İş kazası nedir?
İş kazası, işyerinde veya işin yürütümü nedeniyle meydana gelen, ölüme sebebiyet veren veya
vücut bütünlüğünü ruhen ya da bedenen engelli hâle getiren olaydır. Bu tanımın yanı sıra
WHO, ILO gibi kuruluşların da çeşitli iş kazası tanımları bulunmaktadır. Birden fazla tanımı
olan iş kazasının hukuki açıdan önem arz eden tanımı ise 5510 Sosyal Sigortalar ve Genel
Sağlık Sigortası Kanunun 13. Maddesinde yer almaktadır.

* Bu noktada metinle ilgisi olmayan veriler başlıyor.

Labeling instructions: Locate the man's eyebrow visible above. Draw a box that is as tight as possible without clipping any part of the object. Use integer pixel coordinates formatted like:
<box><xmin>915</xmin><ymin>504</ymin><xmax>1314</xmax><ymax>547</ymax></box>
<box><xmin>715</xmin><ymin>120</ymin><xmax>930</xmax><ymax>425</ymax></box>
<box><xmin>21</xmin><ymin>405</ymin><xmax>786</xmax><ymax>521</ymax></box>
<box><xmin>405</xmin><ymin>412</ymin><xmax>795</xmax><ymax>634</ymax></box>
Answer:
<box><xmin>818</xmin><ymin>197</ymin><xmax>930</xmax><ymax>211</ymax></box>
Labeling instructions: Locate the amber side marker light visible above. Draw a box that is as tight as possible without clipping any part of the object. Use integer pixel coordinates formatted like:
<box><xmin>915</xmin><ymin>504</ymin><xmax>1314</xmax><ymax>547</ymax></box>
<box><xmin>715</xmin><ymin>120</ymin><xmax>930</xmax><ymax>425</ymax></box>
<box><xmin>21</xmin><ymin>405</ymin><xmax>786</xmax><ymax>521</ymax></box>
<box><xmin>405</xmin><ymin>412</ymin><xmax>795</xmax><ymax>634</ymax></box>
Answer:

Bu maddeye göre iş kazası,
a) Sigortalının işyerinde bulunduğu sırada,
b) (Değişik: 17/4/2008-5754/8 md.) İşveren tarafından yürütülmekte olan iş nedeniyle
sigortalı kendi adına ve hesabına bağımsız çalışıyorsa yürütmekte olduğu iş nedeniyle,
c) Bir işverene bağlı olarak çalışan sigortalının, görevli olarak işyeri dışında başka bir yere
gönderilmesi nedeniyle asıl işini yapmaksızın geçen zamanlarda,
d) (Değişik: 17/4/2008-5754/8 md.) Bu Kanunun 4 üncü maddesinin birinci fıkrasının (a)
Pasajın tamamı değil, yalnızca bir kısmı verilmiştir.